Genome sequencing creates a "genetic fingerprint" of a virus that's infected a person, helping public health officials untangle different cases involved an outbreak.
In New Zealand's first wave of Covid-19, scientists sequenced the genomes of 649 separate cases to reveal nearly 300 different introductions from different parts of the world.
Sequencing proved just as crucial in the August outbreak, helping pick apart Auckland community cases – and effectively informing the response to the cluster in real time.
In that case, scientists were quickly able to show the fresh Covid-19 cases belonged to a single cluster - and hence had stemmed from a single introduction.
That was despite what's been a sprawling international effort to harness the power of sequencing against Covid-19.
A full genome of the SARS-CoV-2 virus behind Covid-19 was published within two weeks of its discovery - and since then, more than 160,000 genomes have been shared globally.
Today, around 60 per cent of 185 countries that have reported Covid-19 cases have sequenced and shared genomes on the global GISAID database, which has played a major role in responses around the world.
But the quality of that data varied widely between countries.
The 42,000 genomes reported from the UK made up nearly 40 per cent of the global dataset, despite Britain recording just one per cent of positive international cases - while India, making up 18 per cent of cases, has contributed only 3 per cent of genomes.
For New Zealand, such disparities mattered when it came to quickly trying to track down the source of infection.
When Auckland's outbreak was discovered, initial sequencing showed the cases belonged to a lineage called B.1.1.1.
Of the countries that had contributed data, 40 per cent had genomes of this lineage - and remarkably, 85 per cent were from the UK and had been produced between March and September.
Further analysis showed those identified in Switzerland, South Africa, and England in August were the closest relatives of the viruses linked to that month's flare-up in Auckland.
Although scientists were able to estimate when the outbreak's first transmission happened - at some point between July 26 and August 13 - they concluded it was unlikely the source could be found anywhere within international data.
Genomes sequenced in New Zealand have also highlighted how much genomic diversity was likely missing.
In one dramatic example, 12 genomes taken from people aboard a single flight from India fell across at least four lineages - and represented more genomic mutations than was observed across New Zealand's entire first wave.
Its authors pointed out the dataset that local labs put together from the August outbreak was one of the most complete ever assembled - providing genomes for about 81 per cent of all the positive cases.
"Real-time genomic sequencing quickly informed track and trace efforts to control the outbreak, setting New Zealand on track to eliminate the virus from the community for the second time," the researchers wrote.
"The rapid genome sequencing of positive samples provided confidence to public health teams regarding links to the outbreak and identified that cases and sub-clusters were linked to a single genomic lineage, resulting from a single introduction event."
The timing and length of Auckland's Level 3 lockdown was partly informed on the data, they said.

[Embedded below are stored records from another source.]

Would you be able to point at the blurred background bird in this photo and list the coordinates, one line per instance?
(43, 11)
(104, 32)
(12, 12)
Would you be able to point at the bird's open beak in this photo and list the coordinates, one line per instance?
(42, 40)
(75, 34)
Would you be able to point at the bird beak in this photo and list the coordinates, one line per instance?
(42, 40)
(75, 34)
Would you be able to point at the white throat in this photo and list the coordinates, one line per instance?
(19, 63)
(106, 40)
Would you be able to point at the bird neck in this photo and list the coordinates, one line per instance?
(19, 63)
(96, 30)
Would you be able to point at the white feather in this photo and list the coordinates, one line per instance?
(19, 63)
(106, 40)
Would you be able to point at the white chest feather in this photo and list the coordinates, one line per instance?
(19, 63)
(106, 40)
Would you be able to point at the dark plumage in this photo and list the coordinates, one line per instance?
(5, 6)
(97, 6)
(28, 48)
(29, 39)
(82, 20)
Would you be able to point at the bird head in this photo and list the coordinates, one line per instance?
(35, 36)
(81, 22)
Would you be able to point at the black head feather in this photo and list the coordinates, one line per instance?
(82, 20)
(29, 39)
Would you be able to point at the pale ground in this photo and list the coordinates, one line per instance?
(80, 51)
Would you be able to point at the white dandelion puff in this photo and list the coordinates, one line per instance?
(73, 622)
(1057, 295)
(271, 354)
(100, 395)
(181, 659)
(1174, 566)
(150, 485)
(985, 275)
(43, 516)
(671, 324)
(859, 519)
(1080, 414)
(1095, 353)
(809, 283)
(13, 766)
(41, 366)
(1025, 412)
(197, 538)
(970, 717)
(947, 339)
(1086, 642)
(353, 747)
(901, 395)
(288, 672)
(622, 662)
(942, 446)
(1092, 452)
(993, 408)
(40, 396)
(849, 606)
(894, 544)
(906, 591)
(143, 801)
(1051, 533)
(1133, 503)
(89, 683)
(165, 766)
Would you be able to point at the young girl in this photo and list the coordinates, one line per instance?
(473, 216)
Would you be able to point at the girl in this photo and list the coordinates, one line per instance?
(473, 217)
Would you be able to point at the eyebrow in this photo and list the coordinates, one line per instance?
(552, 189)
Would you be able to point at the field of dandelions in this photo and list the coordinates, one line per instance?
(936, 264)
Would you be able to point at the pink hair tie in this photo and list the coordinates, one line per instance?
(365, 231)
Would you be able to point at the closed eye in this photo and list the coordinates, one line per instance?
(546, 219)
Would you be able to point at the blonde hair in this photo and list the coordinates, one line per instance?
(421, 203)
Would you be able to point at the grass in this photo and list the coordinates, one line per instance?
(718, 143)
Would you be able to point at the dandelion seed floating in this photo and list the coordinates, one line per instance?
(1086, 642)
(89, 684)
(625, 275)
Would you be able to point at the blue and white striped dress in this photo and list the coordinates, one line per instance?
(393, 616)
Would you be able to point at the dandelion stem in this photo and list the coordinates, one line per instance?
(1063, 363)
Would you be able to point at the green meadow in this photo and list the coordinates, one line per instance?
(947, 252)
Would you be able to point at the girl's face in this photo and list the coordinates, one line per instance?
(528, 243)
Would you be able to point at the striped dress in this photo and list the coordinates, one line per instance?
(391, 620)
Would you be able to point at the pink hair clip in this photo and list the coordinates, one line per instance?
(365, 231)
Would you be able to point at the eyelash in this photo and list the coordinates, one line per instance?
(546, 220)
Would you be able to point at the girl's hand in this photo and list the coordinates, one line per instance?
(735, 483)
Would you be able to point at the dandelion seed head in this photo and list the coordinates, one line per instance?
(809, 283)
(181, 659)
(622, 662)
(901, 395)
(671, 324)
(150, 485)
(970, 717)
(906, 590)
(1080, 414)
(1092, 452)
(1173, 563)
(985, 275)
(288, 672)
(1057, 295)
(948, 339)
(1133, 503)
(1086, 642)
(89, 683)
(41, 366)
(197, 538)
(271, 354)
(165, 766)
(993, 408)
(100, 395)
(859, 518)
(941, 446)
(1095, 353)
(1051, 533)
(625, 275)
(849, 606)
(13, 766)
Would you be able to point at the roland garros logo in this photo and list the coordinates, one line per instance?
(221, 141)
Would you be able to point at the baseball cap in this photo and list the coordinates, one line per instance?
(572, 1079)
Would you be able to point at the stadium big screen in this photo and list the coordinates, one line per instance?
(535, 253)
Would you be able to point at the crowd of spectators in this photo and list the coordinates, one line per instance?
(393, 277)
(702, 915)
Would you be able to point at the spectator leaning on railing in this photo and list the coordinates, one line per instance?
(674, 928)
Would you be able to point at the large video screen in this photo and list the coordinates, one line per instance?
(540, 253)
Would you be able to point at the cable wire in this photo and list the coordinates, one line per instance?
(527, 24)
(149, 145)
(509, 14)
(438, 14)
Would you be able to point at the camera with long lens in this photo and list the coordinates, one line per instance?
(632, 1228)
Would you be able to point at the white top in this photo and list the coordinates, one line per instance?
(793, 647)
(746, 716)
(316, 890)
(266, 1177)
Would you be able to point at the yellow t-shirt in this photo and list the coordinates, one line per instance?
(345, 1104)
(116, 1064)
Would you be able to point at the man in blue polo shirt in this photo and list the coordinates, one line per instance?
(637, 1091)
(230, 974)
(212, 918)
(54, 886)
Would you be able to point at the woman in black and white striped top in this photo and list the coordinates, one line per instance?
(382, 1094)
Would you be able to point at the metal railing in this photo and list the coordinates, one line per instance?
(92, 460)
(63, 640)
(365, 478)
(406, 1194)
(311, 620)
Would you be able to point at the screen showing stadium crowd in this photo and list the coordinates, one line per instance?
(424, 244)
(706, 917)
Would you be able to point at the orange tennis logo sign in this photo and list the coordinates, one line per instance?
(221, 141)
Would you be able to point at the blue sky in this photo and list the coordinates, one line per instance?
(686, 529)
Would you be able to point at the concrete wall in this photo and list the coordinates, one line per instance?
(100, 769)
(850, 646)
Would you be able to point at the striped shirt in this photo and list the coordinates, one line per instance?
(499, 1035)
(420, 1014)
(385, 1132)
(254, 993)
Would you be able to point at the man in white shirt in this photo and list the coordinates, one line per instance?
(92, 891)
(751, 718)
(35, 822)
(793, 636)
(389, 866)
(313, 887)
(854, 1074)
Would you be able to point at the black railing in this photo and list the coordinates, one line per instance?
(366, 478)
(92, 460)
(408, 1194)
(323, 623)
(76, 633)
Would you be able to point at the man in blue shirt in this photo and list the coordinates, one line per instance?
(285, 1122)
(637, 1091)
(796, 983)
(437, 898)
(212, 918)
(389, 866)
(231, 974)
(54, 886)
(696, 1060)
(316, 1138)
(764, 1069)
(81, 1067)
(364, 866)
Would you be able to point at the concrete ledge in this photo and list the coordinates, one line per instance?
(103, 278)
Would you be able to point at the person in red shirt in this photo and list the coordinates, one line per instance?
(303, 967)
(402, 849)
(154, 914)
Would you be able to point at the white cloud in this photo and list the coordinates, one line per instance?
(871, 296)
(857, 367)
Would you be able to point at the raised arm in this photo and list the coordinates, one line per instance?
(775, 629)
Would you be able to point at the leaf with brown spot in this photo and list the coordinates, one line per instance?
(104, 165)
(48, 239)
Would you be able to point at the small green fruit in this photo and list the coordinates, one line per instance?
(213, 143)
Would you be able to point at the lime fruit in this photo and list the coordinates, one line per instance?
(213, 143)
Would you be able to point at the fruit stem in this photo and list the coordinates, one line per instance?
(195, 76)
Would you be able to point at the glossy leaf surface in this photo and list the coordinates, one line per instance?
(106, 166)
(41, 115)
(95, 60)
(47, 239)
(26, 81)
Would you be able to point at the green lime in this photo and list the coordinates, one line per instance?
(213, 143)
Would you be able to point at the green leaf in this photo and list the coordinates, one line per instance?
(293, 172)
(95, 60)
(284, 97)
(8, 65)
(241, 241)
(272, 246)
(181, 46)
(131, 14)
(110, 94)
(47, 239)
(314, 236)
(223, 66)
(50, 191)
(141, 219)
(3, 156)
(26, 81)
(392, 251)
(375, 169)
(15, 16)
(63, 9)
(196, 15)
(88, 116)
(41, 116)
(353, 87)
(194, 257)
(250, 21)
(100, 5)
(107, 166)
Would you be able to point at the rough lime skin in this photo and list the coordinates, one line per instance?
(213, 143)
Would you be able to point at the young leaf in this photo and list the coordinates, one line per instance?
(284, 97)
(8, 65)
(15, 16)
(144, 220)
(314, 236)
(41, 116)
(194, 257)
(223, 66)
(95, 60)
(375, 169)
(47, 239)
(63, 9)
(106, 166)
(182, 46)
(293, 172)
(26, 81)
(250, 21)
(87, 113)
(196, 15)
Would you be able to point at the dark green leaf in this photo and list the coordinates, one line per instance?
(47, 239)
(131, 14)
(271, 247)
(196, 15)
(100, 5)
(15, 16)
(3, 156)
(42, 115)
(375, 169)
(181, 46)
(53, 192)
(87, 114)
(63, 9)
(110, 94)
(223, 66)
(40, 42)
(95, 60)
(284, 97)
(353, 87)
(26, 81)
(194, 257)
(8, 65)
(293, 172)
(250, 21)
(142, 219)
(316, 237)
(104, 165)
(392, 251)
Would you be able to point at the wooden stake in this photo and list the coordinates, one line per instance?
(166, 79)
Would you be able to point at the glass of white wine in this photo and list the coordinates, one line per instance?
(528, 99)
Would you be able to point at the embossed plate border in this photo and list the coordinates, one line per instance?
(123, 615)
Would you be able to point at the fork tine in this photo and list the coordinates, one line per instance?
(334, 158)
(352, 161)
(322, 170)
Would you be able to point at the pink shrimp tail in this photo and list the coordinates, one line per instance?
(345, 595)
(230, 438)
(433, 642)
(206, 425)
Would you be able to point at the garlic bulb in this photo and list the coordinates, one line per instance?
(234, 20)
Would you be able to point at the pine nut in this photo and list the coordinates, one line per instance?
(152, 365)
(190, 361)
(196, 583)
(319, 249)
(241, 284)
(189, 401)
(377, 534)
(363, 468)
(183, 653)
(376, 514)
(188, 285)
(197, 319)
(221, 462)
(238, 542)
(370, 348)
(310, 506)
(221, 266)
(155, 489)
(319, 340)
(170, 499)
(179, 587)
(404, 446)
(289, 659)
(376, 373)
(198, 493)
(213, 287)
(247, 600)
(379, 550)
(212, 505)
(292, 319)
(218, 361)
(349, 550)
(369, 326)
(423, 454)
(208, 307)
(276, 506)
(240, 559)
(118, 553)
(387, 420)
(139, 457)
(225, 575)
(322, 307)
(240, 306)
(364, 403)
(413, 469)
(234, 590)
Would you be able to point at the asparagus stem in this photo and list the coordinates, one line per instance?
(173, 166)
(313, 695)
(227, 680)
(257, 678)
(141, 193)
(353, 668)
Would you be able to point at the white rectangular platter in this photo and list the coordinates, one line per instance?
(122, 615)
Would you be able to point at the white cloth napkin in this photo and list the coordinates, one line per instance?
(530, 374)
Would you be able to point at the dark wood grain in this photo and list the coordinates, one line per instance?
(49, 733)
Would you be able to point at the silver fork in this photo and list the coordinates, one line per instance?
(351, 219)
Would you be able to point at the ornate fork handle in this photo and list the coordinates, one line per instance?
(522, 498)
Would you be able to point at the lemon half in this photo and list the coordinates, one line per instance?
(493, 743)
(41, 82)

But nevertheless, they added, the biased nature of global sampling - including the contribution of very few genome sequences from certain regions - "clearly limited" the power of genomics to tell scientists where the outbreak came from.
The authors said there should be "careful consideration" of these gaps when trying to link outbreaks to source countries - and that any analysis should consider a wide range of evidence.
University of Otago virologist Dr Jemma Geoghegan. Photo / Otago University
The study's lead author, Otago University and ESR virologist Dr Jemma Geoghegan, stressed there was now a "ridiculous amount of data" that was easily accessible.
"It's just that some countries have got bigger priorities than sequencing - but I guess I'd argue that sequencing should be a priority."
She said the other big limitation to New Zealand's sequencing effort was not being able to extract enough information from some samples to create full genomes.
That was typically because of low levels of virus RNA - a fragile molecule that can degrade quickly - in such samples.
Scientists now think they have a way to complete these incomplete puzzles with a more sensitive assay that can work on lower concentrations and shorter pieces of RNA, when the team knew what mutations to look for.